In response to:
Historical Justice and the Cold War from the July 10, 1969 issue
To the Editors:
I don’t quite understand Professor Morgenthau’s conclusion [NYR, July 10] that “historic truth, tempered by charity and understanding, may emerge from the dialectic of opposite extremes.”
The official version makes Russia the prime cause for the beginnings of the Cold War, Professor Kolko’s version reverses the terms. The two antithetical extremes will merge and the final synthesis will satisfy everybody. But I don’t see any place where the blood and bones of the victims of the Cold War will fit into this marvelous dialectical scheme. I can’t see what synthesis will reconcile the rape of Czechoslovakia and the rape of Greece.
If we must have a synthesis I would like to quote Professor Noam Chomsky in this respect: After decades of anti-Communist indoctrination, it is difficult to achieve a perspective that makes possible a serious evaluation of the extent to which Bolshevism and Western Liberalism have been united in their opposition to popular revolution.
Ball State University
Hans J Morgenthau replies:
Mr. Sotiropoulos misunderstands my position. It never occurred to me that “The two antithetical extremes will merge and the final synthesis will satisfy everybody.” The two extremes will remain as the expressions of two different perspectives from which historic reality is perceived. But each will now be aware of the other’s legitimate existence. It is this awareness that increases our understanding of history.
Bolshevism and Western liberalism have been united in their opposition to popular revolution only temporarily and for entirely different reasons. For the West, that opposition has always been a matter of ideological principle. For Stalin, it was a temporary expedient resorted to towards the end of the Second World War in order not to upset the applecart of the alliance which Stalin saw threatened by the West, making a separate peace with the Axis and withholding economic aid from the Soviet Union once the war was over.

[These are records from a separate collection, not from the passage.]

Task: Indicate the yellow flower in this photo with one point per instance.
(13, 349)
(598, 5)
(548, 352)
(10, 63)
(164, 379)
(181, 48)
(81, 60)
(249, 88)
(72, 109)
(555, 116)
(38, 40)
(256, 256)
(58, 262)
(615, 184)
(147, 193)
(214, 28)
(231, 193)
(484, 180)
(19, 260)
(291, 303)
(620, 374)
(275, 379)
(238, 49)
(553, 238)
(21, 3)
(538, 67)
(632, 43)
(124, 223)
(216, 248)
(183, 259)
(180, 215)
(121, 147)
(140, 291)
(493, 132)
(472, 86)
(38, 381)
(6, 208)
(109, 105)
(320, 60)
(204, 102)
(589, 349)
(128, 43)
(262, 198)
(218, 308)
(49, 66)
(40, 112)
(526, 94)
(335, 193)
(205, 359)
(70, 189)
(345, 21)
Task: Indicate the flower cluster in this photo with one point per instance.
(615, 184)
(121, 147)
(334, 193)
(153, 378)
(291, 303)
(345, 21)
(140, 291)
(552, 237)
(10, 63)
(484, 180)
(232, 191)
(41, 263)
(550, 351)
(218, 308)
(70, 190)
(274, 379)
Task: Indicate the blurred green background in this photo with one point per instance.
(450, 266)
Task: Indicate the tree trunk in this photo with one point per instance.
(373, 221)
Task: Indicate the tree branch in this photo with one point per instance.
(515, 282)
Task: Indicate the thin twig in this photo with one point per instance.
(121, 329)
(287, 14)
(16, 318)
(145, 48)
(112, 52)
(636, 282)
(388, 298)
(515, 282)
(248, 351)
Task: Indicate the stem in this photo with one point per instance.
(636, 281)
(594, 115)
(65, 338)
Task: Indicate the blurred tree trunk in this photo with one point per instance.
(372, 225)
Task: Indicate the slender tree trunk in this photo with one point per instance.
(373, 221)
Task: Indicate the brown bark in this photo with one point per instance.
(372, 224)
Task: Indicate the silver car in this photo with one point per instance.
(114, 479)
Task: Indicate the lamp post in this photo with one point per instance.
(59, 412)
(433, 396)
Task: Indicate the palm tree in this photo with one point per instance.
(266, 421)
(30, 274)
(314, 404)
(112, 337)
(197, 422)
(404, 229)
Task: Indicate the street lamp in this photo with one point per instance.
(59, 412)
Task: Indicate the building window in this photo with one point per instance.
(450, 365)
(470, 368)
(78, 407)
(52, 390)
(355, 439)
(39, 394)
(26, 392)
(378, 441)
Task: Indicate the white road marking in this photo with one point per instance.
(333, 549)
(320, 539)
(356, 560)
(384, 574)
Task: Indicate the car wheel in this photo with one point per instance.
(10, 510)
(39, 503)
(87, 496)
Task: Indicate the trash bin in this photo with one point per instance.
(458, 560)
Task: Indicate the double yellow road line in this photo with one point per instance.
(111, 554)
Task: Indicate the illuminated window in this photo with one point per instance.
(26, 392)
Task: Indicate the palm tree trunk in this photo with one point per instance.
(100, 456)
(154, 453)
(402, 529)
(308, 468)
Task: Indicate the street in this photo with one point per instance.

As soon as the international situation removed these reasons for restraint, Stalin used again the Communist parties throughout the world in the most pragmatic fashion in support of the national interests of Russia, encouraging and supporting revolution here and making elsewhere deals with governments suppressing their Communist parties.
There is no opportunity for a synthesis here either; for we are here in the presence of policies that are different in their essential qualities even though they may coincide sometimes in their immediate moves.